Das Gericht entscheidet nicht über Schutzrechtsverletzungen (z. B. Unterlassung, Schadensersatz). Solche Streitigkeiten werden vor ordentlichen Zivilgerichten verhandelt. Damit besteht eine bewusste Trennung zwischen Fragen des Schutzrechtsbestands (Bundespatentgericht) und der Schutzrechtsdurchsetzung (Zivilgerichte).
Das Gesetz über das Bundespatentgericht
Das Gesetz über das Bundespatentgericht regelt die Stellung des Gerichts im Gefüge der deutschen Gerichte, die Einrichtung einzelner Senate, die Anforderungen an die Besetzung mit rechtlich und technisch qualifizierten Richterinnen und Richtern sowie Grundzüge der Verfahrensarten. Es bestimmt insbesondere, in welchen Konstellationen das Bundespatentgericht entscheidet, welche Entscheidungstypen es gibt und wie sich der Instanzenzug gestaltet.

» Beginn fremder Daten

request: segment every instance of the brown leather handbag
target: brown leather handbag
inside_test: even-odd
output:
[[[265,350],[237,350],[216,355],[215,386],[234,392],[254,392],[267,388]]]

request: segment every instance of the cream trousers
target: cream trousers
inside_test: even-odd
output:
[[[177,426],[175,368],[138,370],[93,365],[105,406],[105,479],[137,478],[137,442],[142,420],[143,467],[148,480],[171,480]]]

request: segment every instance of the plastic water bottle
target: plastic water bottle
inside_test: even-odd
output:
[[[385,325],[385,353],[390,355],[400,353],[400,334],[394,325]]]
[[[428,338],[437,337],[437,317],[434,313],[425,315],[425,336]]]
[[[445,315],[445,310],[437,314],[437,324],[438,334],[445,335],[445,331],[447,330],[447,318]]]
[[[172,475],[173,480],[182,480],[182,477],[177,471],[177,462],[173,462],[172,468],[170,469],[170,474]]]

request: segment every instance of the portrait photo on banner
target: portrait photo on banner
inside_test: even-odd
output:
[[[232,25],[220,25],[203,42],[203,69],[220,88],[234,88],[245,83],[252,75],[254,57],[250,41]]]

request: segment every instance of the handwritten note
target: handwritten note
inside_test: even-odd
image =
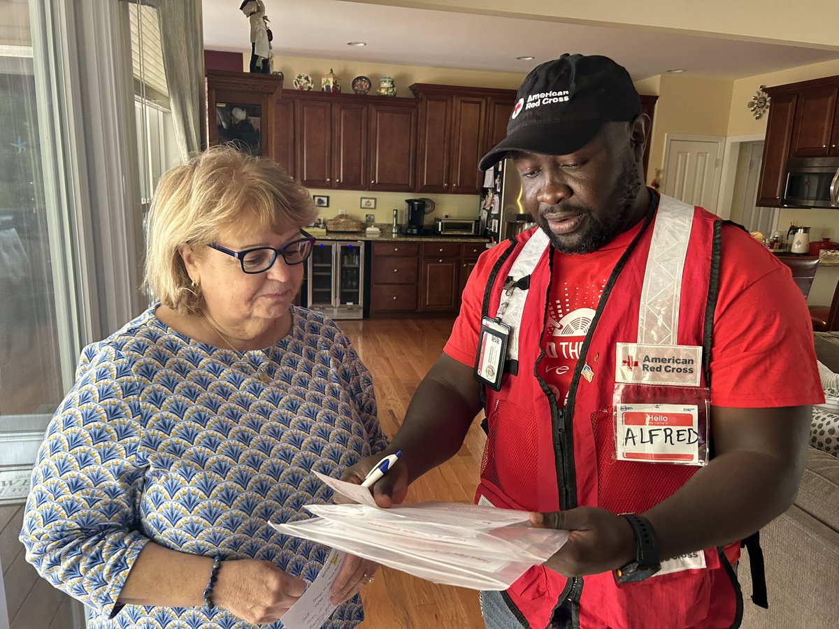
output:
[[[282,617],[286,629],[320,629],[335,611],[330,600],[329,588],[338,574],[344,554],[333,550],[329,554],[317,578],[306,588],[297,602]]]

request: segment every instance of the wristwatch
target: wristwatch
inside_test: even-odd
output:
[[[634,583],[649,579],[661,569],[659,562],[659,544],[655,539],[655,531],[644,516],[638,513],[622,513],[632,525],[638,542],[638,550],[635,561],[630,561],[624,566],[612,570],[615,581],[618,583]]]

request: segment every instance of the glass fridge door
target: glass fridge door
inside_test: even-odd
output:
[[[329,309],[335,304],[332,281],[334,242],[318,242],[309,258],[309,307]]]
[[[361,308],[363,287],[363,261],[359,242],[338,245],[338,307]]]

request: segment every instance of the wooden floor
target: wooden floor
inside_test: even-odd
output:
[[[453,319],[339,321],[373,374],[382,428],[393,437],[417,385],[437,360]],[[406,502],[445,500],[472,502],[477,486],[484,434],[479,422],[469,429],[460,452],[418,479]],[[471,629],[483,627],[477,592],[438,585],[382,568],[362,592],[367,620],[362,629]]]

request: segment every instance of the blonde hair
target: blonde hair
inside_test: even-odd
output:
[[[212,147],[160,179],[146,226],[144,285],[180,314],[201,310],[200,291],[178,249],[214,242],[245,216],[279,233],[314,222],[309,191],[282,166],[229,146]]]

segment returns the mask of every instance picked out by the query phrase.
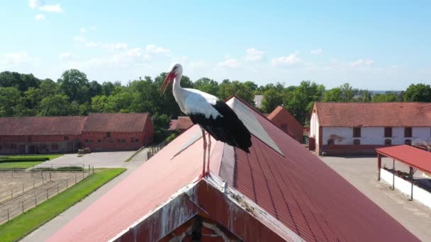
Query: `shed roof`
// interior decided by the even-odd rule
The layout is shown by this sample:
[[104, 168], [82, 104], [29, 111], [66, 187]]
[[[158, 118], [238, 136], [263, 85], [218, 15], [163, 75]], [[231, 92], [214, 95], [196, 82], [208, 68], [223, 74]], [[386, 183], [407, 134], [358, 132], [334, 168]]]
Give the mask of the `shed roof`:
[[82, 132], [142, 132], [147, 116], [147, 113], [90, 113]]
[[378, 154], [431, 174], [431, 152], [405, 144], [379, 148], [376, 151]]
[[323, 127], [428, 127], [431, 103], [315, 103]]
[[[262, 210], [255, 214], [250, 212], [250, 214], [267, 214], [266, 219], [260, 220], [262, 224], [287, 241], [292, 238], [286, 236], [289, 233], [282, 232], [288, 231], [306, 241], [418, 241], [257, 111], [236, 97], [228, 103], [235, 105], [238, 102], [243, 113], [239, 117], [252, 115], [248, 118], [259, 123], [281, 152], [254, 134], [250, 154], [219, 142], [213, 142], [211, 177], [225, 180], [228, 188], [245, 196], [252, 206], [257, 206], [259, 209], [255, 211]], [[246, 125], [251, 123], [245, 122]], [[188, 129], [50, 241], [107, 241], [118, 238], [119, 234], [147, 219], [176, 197], [175, 194], [199, 180], [203, 143], [202, 139], [194, 141], [199, 132], [198, 125]], [[189, 144], [183, 149], [184, 144]], [[168, 224], [169, 218], [166, 214], [163, 219], [167, 221], [157, 224]]]
[[74, 135], [81, 134], [86, 117], [0, 118], [0, 135]]

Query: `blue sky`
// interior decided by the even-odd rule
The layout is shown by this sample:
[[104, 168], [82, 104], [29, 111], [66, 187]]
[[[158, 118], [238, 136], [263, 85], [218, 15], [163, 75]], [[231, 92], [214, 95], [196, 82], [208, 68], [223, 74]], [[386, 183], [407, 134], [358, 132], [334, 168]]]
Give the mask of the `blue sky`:
[[401, 90], [431, 83], [431, 4], [410, 2], [4, 0], [0, 71], [125, 82], [179, 62], [192, 80]]

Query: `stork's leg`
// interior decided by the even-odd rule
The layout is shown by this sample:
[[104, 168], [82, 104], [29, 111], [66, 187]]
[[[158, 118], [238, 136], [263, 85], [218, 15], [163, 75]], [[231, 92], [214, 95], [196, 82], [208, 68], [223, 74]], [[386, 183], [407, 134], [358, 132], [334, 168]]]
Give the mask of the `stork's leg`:
[[206, 138], [205, 131], [202, 129], [202, 138], [203, 138], [203, 166], [202, 167], [202, 175], [205, 175], [205, 155], [206, 154]]
[[208, 162], [206, 163], [206, 172], [210, 173], [210, 155], [211, 154], [211, 135], [208, 133]]

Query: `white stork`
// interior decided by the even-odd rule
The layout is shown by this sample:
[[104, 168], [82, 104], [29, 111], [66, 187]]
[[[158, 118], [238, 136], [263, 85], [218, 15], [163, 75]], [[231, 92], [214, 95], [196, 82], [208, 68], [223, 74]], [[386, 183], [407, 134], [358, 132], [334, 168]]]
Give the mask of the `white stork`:
[[[191, 88], [183, 88], [179, 85], [183, 74], [183, 68], [179, 64], [174, 65], [163, 81], [160, 91], [163, 93], [172, 86], [172, 93], [181, 110], [189, 115], [194, 124], [198, 124], [202, 129], [203, 138], [203, 175], [209, 173], [211, 136], [216, 140], [241, 149], [250, 153], [252, 146], [250, 131], [236, 113], [226, 103], [218, 98]], [[205, 157], [207, 149], [205, 131], [208, 132], [208, 162], [205, 170]]]

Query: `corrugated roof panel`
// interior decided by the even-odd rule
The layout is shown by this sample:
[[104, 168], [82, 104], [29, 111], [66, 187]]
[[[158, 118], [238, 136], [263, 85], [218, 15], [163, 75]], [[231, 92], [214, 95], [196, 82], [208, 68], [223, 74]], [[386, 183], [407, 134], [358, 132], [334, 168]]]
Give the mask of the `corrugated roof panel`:
[[268, 133], [260, 125], [260, 122], [257, 121], [253, 113], [252, 113], [250, 108], [235, 98], [231, 98], [226, 103], [235, 111], [238, 117], [244, 122], [245, 127], [253, 135], [274, 151], [279, 152], [281, 155], [284, 156], [276, 144], [271, 139]]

Verfahrensarten vor dem Bundespatentgericht
Beschwerdeverfahren gegen Entscheidungen des DPMA
Gegen bestimmte Entscheidungen des Deutschen Patent- und Markenamts, etwa zur Eintragung, Zurückweisung oder Löschung von Patenten, Marken, Designs und Gebrauchsmustern, kann Beschwerde zum Bundespatentgericht eingelegt werden. Das Gericht überprüft, ob die amtliche Entscheidung dem materiellen und formellen Recht entspricht und kann diese bestätigen, abändern oder zurückverweisen.

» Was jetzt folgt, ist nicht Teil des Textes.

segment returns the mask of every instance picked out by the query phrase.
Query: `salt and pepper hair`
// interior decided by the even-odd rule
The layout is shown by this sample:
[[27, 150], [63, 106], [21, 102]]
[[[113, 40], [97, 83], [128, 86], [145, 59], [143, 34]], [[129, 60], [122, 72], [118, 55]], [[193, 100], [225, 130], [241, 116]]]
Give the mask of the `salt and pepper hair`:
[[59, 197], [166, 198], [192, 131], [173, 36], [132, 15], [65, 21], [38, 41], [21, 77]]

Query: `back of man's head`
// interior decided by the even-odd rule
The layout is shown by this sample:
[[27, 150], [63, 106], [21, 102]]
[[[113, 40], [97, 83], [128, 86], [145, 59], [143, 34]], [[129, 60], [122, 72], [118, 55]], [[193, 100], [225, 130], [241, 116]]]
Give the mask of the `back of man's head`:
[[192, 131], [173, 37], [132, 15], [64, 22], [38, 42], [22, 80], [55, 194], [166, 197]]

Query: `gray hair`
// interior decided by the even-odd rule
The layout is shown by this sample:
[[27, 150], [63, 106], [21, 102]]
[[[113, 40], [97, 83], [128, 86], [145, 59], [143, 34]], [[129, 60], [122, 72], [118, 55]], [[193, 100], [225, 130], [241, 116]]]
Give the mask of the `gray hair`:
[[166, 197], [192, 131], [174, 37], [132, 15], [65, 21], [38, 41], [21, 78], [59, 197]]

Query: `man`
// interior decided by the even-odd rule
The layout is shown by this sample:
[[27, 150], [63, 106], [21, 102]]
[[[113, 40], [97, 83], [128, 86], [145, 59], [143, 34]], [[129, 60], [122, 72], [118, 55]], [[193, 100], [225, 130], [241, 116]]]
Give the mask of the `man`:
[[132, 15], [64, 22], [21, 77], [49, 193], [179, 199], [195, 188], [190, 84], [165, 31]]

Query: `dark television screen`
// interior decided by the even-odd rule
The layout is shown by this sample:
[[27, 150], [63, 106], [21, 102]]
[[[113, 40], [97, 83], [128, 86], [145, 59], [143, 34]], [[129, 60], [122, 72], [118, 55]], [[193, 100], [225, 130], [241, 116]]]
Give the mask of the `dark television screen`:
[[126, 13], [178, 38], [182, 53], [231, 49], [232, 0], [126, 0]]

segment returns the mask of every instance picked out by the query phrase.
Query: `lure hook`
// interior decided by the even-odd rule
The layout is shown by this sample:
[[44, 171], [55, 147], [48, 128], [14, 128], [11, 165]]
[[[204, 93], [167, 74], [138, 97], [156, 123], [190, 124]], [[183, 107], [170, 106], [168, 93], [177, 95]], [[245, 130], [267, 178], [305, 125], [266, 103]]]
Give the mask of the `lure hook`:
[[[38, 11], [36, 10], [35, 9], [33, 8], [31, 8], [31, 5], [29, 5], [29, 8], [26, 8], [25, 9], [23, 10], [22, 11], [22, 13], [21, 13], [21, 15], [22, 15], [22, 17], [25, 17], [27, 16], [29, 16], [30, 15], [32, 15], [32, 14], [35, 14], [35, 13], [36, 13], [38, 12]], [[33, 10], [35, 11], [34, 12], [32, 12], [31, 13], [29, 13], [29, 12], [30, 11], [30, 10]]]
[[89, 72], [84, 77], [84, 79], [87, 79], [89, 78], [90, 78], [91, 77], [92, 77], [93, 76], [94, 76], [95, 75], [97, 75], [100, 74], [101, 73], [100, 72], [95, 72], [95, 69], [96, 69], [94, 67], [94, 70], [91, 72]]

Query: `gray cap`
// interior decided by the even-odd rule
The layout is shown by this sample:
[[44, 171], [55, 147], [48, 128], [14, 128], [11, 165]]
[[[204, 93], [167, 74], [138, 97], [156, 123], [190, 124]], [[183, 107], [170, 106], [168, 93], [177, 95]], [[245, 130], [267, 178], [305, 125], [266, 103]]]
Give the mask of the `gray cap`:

Nichtigkeitsverfahren in Patentsachen
Patente können im Nichtigkeitsverfahren vollständig oder teilweise für unwirksam erklärt werden, etwa wenn sie die gesetzlichen Voraussetzungen nicht erfüllen. Das Bundespatentgericht ist hierfür regelmäßig die erste Instanz. Die Entscheidung wirkt mit Bindung für alle, da sie den Schutzrechtsbestand betrifft.
Zwangslizenzverfahren
In besonderen Ausnahmefällen kann das Bundespatentgericht die Benutzung einer patentgeschützten Erfindung gegen Zahlung einer angemessenen Vergütung gestatten. Diese Verfahren dienen dem Ausgleich zwischen Ausschließlichkeitsrechten und überwiegenden öffentlichen Interessen.
Weitere Verfahren
Das Bundespatentgericht entscheidet auch über registerbezogene Streitfragen mit Bezug zu Schutzrechten, soweit diese im Beschwerdeweg an das Gericht gelangen. Dazu zählen beispielsweise Auseinandersetzungen über Markenwidersprüche, Designnichtigkeit oder die Löschung von Gebrauchsmustern, sofern diese zuvor vom DPMA entschieden wurden.
Aufbau und Organisation
Senate und Besetzung
Das Bundespatentgericht ist in Senate gegliedert. Deren Besetzung folgt der jeweiligen Materie:
- Technische Beschwerdesenate (vor allem in Patentsachen) sind mit rechtlich und technisch qualifizierten Richterinnen und Richtern besetzt.
- Marken- und Designsenate sind in der Regel mit rechtlich qualifizierten Richterinnen und Richtern besetzt.
- Nichtigkeitssenate in Patentsachen entscheiden typischerweise in größerer Besetzung mit einer Kombination aus rechtlich und technisch qualifizierten Mitgliedern.
Die gemischte Besetzung gewährleistet sowohl die rechtliche als auch die technische Beurteilung komplexer Sachverhalte.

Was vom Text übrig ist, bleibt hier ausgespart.